Introduction

Getting started

You can use the Label Studio Python SDK to make annotating data a more integrated part of your data science and machine learning pipelines. This software development kit (SDK) lets you call the Label Studio API directly from scripts using predefined classes and methods.

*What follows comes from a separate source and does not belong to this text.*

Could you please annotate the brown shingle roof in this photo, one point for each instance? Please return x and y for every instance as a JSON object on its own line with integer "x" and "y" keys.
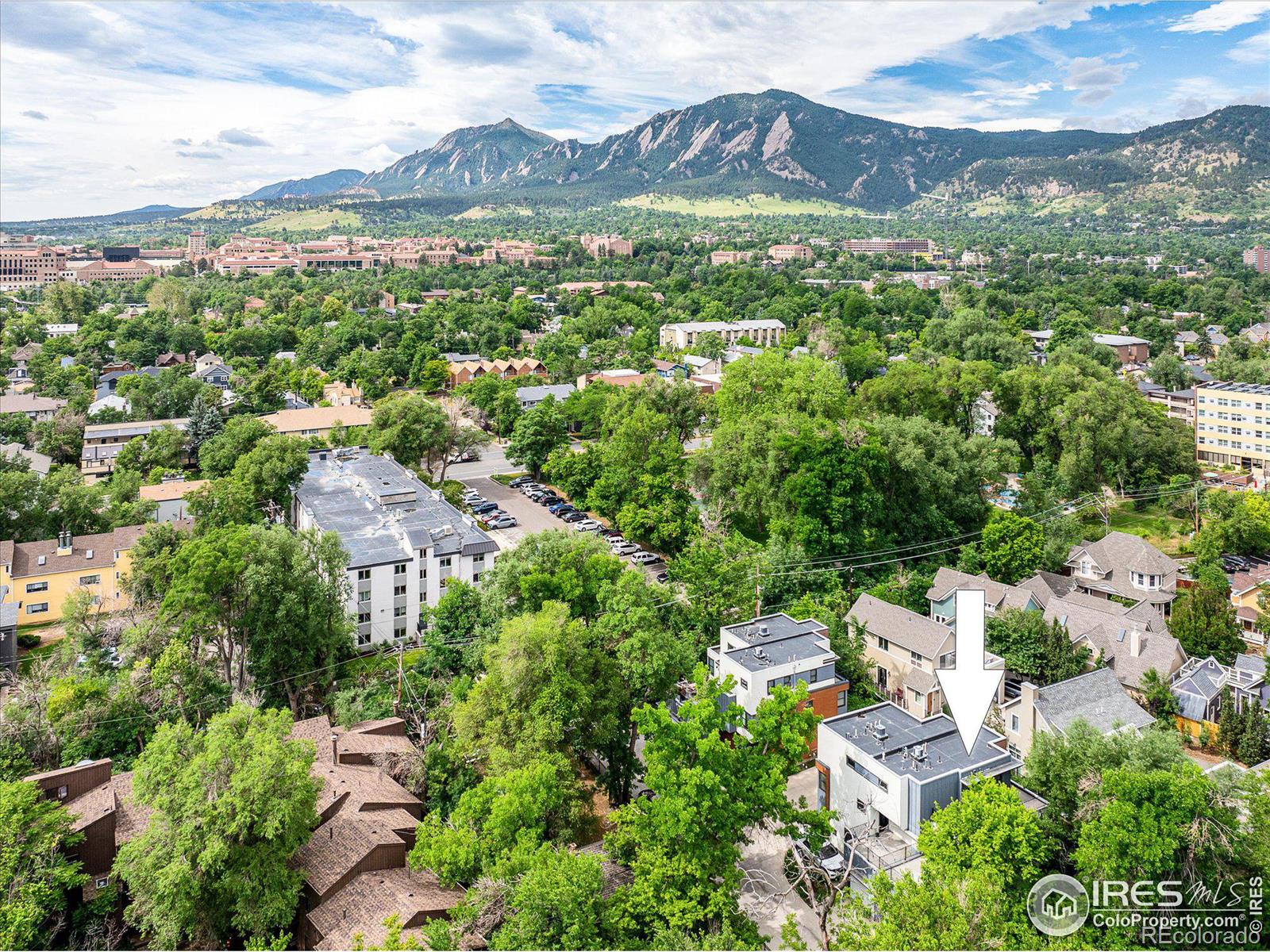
{"x": 25, "y": 555}
{"x": 371, "y": 898}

With the Label Studio Python SDK, you can perform the following tasks in a Python script:

For additional guidance on using our SDK, see 5 Tips and Tricks for Label Studio’s API and SDK

Install

Install the Label Studio SDK using pip:

pip install label-studio-sdk

Authentication

In your Python script, do the following:

  • Import the SDK.
  • Define your API key and Label Studio URL (API key is available at Account page).
  • Connect to the API.
1# Define the URL where Label Studio is accessible and the API key for your user account
2LABEL_STUDIO_URL = 'http://localhost:8080'
3API_KEY = 'd6f8a2622d39e9d89ff0dfef1a80ad877f4ee9e3'
4
5# Import the SDK and the client module
6from label_studio_sdk.client import LabelStudio
7
8# Connect to the Label Studio API and check the connection
9ls = LabelStudio(base_url=LABEL_STUDIO_URL, api_key=API_KEY)

Create a Project

After you connect to the Label Studio API, you can create a project in Label Studio using the SDK. Specify the project title and the labeling configuration. Choose your labeling configuration based on the type of labeling that you wish to perform. See the available templates for Label Studio projects, or set a blank configuration with <View></View>.

For example, create a text classification project in your Python code:

1project = ls.projects.create(
2 title='Text Classification',
3 label_config='''
4 <View>
5 <Text name="text" value="$text" />
6 <Choices name="label" toName="text" choice="single">
7 <Choice value="Positive" />
8 <Choice value="Negative" />
9 </Choices>
10 </View>'''
11)

For more about what you can do with the project module of the SDK, see the project module SDK reference.

Import Tasks

You can import tasks from your script using the Label Studio Python SDK client.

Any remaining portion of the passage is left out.